China’s trade tactics under fire as Brussels sounds alarm

Just two days ahead of a crucial EU-China summit, European Commission President Ursula von der Leyen abandoned diplomatic restraint and laid her cards on the table. In a strikingly direct statement, she criticized Beijing’s economic model and made it clear that Europe is no longer taking a soft approach.
Von der Leyen accused China of first pouring massive investments into future-defining technologies and then flooding global markets with subsidized products to squeeze out the competition. The formula was simple: low prices, high volume, and a relentless push. While the West was preoccupied elsewhere, China built dominance, leaving a trail of shuttered factories and declining industries across Europe in its wake.

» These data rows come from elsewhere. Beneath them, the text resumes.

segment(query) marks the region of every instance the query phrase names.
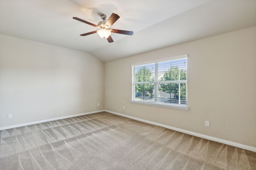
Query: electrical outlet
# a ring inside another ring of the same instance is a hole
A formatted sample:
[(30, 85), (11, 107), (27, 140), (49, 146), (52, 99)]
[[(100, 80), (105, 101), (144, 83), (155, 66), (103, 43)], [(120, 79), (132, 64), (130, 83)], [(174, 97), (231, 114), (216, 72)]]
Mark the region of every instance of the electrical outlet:
[(209, 121), (205, 121), (205, 125), (206, 126), (209, 126)]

A particular focus was placed on Chinese solar panels and rare earth processing. Von der Leyen pointed out that “Made in China” products enjoy an automatic 20% price advantage in tenders. That is not the result of fair market dynamics, but a sign that the system is rigged. In her words, this is not just uncompetitive, it is fundamentally unjust.
Her tone echoed rhetoric once reserved for Donald Trump’s trade tirades, though this time it came from Brussels, clad in a power suit and armed with the language of institutional reform.
Von der Leyen emphasized that the EU remains open to cooperation but wants to restore balance. In other words, this could mean fewer cheap Chinese imports and more access to China’s domestic market. And ideally, fewer state-backed monopolies.
Back in April, Von der Leyen reminded both sides that the EU and China are two of the largest players in the global economy, and with that size comes shared responsibility. World trade, she stresses, must not become a one-sided game dictated by a single rulebook.